C++ string::find functions and size_t

classic Classic list List threaded Threaded
11 messages Options
Reply | Threaded
Open this post in threaded view
|

C++ string::find functions and size_t

Rik-4
2/27/15

Dan Sebald found a subtle bug in the use of the C++ string find functions
that was leading to segfaults.

-- Code --
size_t pos = file.find_first_not_of ("|");
if (pos > 0)
  file = file.substr (pos);
else
-- End Code --

The issue is that the size_t is an unsigned quantity and the find functions
do not return -1 on failure as do regular C functions.  Instead they return
std::string::npos (a very large number) when they fail to find the search term.

This was easily corrected to

-- Code --
size_t pos = file.find_first_not_of ("|");
if (pos != std::string::npos)
  file = file.substr (pos);
else
-- End Code --

This made me a bit paranoid so I grep'ed through the code and found three
other instances where Octave was using incorrect comparisons or arithmetic
on size_t values returned from find functions.  See cset
(http://hg.savannah.gnu.org/hgweb/octave/rev/ed5ee3f610db).  At this point,
the test for __osmesa_print__ fails, which is probably good and probably
related to the segfault that has been reported with this test
(https://savannah.gnu.org/bugs/?44360).

Final question on this topic.  According to the C++ reference, the find
functions actually return an object of std::string::size_type.  Normally,
maybe even definitionally, this is the same as std::size_t.  Octave code,
however, assumes that the bare size_t is the same as std::size_t.  Should
we care about this?  The gl2ps-render.cc code, that maybe we got from
somewhere else originally, does use std::size_t.

--Rik



Reply | Threaded
Open this post in threaded view
|

Re: C++ string::find functions and size_t

Mike Miller
On Fri, Feb 27, 2015 at 09:47:17 -0800, rik wrote:
> Final question on this topic.  According to the C++ reference, the find
> functions actually return an object of std::string::size_type.  Normally,
> maybe even definitionally, this is the same as std::size_t.  Octave code,
> however, assumes that the bare size_t is the same as std::size_t.  Should
> we care about this?  The gl2ps-render.cc code, that maybe we got from
> somewhere else originally, does use std::size_t.

Yes, this is absolutely safe. Note that std::string::size_type is in
fact the same as std::size_t according to the standard.
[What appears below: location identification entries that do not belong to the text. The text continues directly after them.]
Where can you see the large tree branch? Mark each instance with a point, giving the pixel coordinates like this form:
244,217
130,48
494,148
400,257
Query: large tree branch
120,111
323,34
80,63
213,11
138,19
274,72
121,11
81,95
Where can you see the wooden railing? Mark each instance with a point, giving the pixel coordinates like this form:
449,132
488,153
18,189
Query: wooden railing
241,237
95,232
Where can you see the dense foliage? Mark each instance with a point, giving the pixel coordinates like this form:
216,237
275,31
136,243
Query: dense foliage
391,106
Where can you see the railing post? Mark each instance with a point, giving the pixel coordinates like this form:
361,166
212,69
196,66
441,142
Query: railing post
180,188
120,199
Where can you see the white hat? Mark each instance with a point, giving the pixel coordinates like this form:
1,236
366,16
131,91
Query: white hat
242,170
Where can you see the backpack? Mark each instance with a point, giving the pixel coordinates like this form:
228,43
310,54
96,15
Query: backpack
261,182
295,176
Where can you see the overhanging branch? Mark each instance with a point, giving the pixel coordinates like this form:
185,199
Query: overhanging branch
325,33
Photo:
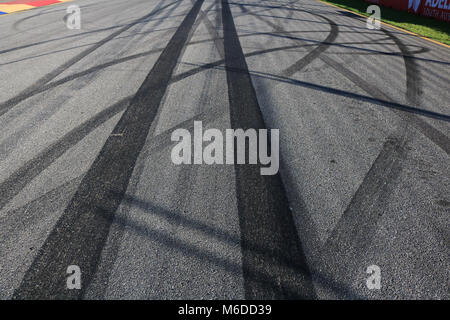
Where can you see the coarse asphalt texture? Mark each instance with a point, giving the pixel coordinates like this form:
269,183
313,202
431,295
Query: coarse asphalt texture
86,179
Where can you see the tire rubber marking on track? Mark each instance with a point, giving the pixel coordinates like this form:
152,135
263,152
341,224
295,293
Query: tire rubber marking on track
280,270
81,232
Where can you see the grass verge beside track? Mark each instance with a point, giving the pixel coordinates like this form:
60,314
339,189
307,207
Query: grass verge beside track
426,27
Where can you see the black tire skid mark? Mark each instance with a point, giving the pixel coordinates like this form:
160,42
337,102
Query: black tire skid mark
30,91
79,235
32,168
44,159
264,214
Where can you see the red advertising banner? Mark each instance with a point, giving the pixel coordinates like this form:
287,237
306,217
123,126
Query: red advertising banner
437,9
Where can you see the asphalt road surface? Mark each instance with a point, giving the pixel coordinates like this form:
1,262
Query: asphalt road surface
86,178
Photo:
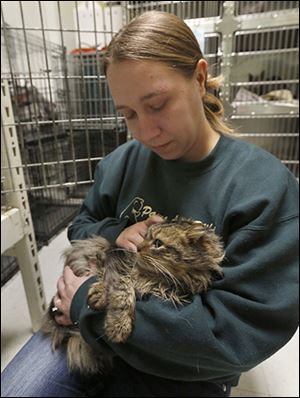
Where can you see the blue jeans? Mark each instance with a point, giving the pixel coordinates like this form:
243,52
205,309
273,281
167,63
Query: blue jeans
36,371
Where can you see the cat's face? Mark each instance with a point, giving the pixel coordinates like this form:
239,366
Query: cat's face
180,248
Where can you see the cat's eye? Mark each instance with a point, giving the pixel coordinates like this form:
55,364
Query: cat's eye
157,243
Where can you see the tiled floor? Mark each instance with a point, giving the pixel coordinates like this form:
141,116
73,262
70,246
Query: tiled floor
276,377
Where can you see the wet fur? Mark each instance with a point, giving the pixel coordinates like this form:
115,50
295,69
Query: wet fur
177,260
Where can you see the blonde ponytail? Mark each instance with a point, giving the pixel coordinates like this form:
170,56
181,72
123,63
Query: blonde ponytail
166,38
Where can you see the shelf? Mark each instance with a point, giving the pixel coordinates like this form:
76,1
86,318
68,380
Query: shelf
12,229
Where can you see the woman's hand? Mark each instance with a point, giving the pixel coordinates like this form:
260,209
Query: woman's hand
67,286
132,236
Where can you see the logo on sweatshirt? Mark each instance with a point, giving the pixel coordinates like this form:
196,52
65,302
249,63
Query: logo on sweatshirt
137,211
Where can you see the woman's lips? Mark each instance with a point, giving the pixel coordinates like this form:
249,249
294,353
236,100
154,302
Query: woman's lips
160,147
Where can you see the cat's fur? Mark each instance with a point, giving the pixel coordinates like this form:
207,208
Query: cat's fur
177,260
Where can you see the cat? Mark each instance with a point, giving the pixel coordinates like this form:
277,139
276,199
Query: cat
177,259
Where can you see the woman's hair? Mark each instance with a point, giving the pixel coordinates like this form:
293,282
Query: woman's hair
166,38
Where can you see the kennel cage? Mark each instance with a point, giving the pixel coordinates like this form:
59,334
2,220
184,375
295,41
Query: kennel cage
62,121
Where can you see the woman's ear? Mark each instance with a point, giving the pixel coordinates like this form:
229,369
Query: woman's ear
200,74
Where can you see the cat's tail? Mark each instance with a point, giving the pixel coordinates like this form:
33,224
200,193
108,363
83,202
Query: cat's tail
83,359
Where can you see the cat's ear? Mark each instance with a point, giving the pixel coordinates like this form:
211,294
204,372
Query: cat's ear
195,234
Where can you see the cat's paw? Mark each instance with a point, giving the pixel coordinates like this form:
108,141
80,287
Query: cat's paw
96,296
118,328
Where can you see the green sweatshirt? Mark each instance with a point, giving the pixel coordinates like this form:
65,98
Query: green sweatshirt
252,200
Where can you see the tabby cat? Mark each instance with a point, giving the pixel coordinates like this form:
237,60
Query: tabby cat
176,260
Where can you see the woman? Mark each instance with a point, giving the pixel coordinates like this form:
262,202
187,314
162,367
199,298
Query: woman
182,161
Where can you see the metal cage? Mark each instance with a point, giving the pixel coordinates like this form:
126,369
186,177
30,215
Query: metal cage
58,118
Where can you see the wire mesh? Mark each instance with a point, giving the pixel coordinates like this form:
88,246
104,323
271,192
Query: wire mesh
64,113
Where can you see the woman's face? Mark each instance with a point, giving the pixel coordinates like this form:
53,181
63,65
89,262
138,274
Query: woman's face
163,109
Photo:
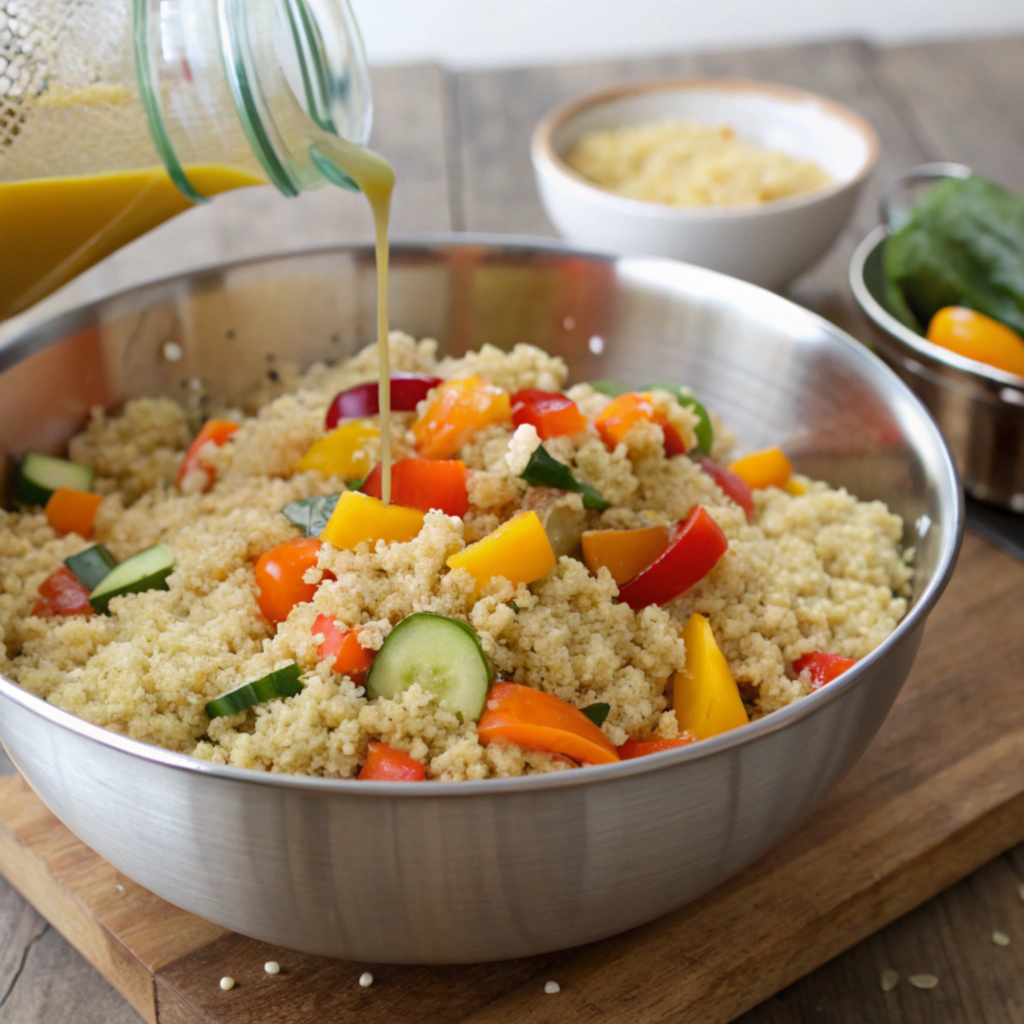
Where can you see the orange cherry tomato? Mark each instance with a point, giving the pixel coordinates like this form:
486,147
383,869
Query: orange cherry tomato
279,576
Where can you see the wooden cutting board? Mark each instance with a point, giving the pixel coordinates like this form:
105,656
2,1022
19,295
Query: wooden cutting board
939,793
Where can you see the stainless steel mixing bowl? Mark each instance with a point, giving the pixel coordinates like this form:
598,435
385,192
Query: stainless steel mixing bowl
431,872
979,410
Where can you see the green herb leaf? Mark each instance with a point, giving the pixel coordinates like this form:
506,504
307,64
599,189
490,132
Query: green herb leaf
597,713
705,431
311,514
546,470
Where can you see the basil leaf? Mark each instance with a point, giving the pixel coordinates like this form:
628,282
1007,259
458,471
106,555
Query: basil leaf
311,514
546,470
597,713
704,430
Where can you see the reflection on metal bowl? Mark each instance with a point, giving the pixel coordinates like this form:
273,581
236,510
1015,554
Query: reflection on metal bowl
442,872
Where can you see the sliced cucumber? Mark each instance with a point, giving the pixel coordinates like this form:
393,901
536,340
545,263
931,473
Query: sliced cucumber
442,654
42,474
146,570
283,683
91,566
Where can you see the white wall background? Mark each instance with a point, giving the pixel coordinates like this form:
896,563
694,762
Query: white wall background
470,33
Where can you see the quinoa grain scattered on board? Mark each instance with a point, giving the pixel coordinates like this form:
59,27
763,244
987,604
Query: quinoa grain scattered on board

It's
std::basic_string<c,t,a>::size_type that may differ from std::size_t.

--
mike

Reply | Threaded
Open this post in threaded view
|

Re: C++ string::find functions and size_t

Rik-4
On 02/27/2015 10:17 AM, Mike Miller wrote:

> On Fri, Feb 27, 2015 at 09:47:17 -0800, rik wrote:
>> Final question on this topic.  According to the C++ reference, the find
>> functions actually return an object of std::string::size_type.  Normally,
>> maybe even definitionally, this is the same as std::size_t.  Octave code,
>> however, assumes that the bare size_t is the same as std::size_t.  Should
>> we care about this?  The gl2ps-render.cc code, that maybe we got from
>> somewhere else originally, does use std::size_t.
> Yes, this is absolutely safe. Note that std::string::size_type is in
> fact the same as std::size_t according to the standard. It's
> std::basic_string<c,t,a>::size_type that may differ from std::size_t.
>

Just clarifying, absolutely safe to use bare size_t or absolutely safe to
use std::size_t in place of std::string::size_type?

An example line:

corefcn/dlmread.cc:355:              size_t pos1 = line.find_first_not_of
(" \t");

and we don't have a "using namespace std;" line so this is whatever size_t
is picked up.  If it is the same as in <cstddef> then we are fine.

--Rik

Reply | Threaded
Open this post in threaded view
|

Re: C++ string::find functions and size_t

Jordi Gutiérrez Hermoso-2
In reply to this post by Rik-4
On Fri, 2015-02-27 at 09:47 -0800, rik wrote:
> According to the C++ reference, the find functions actually return
> an object of std::string::size_type. Normally, maybe even
> definitionally, this is the same as std::size_t. Octave code,
> however, assumes that the bare size_t is the same as std::size_t.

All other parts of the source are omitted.